The furor is so far contained to Norway, which is one partner to the Scandinavian venture.

"There have been strong reactions and I'm sure it will explode in Sweden once it gets out," said Stig Lundsbacken, chair of the union Verkstedsklubben, to the newspaper VG.

Lundsbakken said the move was unacceptable if it was not also extended to blue-collar workers.

SAS responded on Friday and said "a very limited number of key persons" had been offered the bonus.

"This limited group is intended to find ways to cut expenses within the company, which might in fact mean that they themselves lose their jobs," SAS press spokeswoman Malin Selander wrote in an email to the TT news agency.

Swedish white-collar union Unionen was despite this upset.

"I am very upset. We were forced to accept worse working conditions that affect the employees' lives.
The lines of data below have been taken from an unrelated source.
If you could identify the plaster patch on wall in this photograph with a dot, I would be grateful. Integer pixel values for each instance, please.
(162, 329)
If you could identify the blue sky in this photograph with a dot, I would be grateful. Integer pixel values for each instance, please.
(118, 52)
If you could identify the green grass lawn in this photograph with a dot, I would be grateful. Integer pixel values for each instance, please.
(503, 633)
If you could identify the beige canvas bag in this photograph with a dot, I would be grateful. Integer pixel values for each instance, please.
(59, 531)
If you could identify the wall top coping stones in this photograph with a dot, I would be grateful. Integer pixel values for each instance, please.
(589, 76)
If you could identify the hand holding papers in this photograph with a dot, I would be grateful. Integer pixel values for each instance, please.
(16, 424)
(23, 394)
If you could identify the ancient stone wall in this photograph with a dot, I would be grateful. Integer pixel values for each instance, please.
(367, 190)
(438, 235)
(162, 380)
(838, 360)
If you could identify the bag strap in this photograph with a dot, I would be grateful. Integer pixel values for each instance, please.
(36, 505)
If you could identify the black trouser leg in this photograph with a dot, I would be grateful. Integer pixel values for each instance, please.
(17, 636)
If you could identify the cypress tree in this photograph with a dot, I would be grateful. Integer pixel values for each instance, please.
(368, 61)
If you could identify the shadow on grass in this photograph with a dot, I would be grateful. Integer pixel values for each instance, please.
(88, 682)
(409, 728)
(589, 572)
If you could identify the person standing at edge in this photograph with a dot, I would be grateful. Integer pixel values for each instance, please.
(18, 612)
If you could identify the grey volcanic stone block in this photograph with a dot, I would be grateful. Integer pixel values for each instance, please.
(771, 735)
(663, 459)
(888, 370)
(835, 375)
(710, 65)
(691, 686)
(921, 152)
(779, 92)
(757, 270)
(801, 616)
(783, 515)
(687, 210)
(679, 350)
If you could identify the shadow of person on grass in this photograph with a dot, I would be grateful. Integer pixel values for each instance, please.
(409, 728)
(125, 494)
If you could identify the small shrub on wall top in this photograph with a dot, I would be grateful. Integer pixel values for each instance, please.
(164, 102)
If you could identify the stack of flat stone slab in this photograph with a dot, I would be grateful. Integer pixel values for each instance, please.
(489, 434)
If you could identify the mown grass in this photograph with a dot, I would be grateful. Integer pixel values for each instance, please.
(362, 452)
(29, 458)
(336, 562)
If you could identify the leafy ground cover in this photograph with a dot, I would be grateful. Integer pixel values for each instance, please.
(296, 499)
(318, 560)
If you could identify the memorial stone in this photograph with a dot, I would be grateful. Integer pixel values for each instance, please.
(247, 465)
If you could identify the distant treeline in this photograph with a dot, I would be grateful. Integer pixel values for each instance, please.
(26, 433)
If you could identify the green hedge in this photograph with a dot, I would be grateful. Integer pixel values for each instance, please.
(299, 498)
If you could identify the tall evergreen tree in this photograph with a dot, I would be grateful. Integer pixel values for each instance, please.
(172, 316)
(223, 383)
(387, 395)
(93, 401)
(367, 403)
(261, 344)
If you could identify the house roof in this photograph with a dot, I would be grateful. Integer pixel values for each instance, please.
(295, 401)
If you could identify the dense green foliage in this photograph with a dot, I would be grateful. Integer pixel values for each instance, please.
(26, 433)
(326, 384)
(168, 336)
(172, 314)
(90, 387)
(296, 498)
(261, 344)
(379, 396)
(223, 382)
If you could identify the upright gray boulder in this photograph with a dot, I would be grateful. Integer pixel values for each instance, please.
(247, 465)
To then find out the company is losing money on the other end is unacceptable," chairman Sven Cahier told TT.

He has heard that 18 top managers are getting between three and six additional monthly wages, which adds up to 15 million kronor ($2.3 million).

Cahier said two of them had already quit.

"So the bonuses aren't having the proposed effect," he told TT.

SAS came under heavy fire for strong-arm tactics resulting in unions accepting massive wage cuts in late 2012 which are widely believed to have saved the airline from going under.

“As an SAS stakeholder, the Swedish state has pulled the rug from under the Swedish model despite the government saying it is in favour of it,” Unionen spokeswoman Louise Gerdemo Holmgren told The Local in November.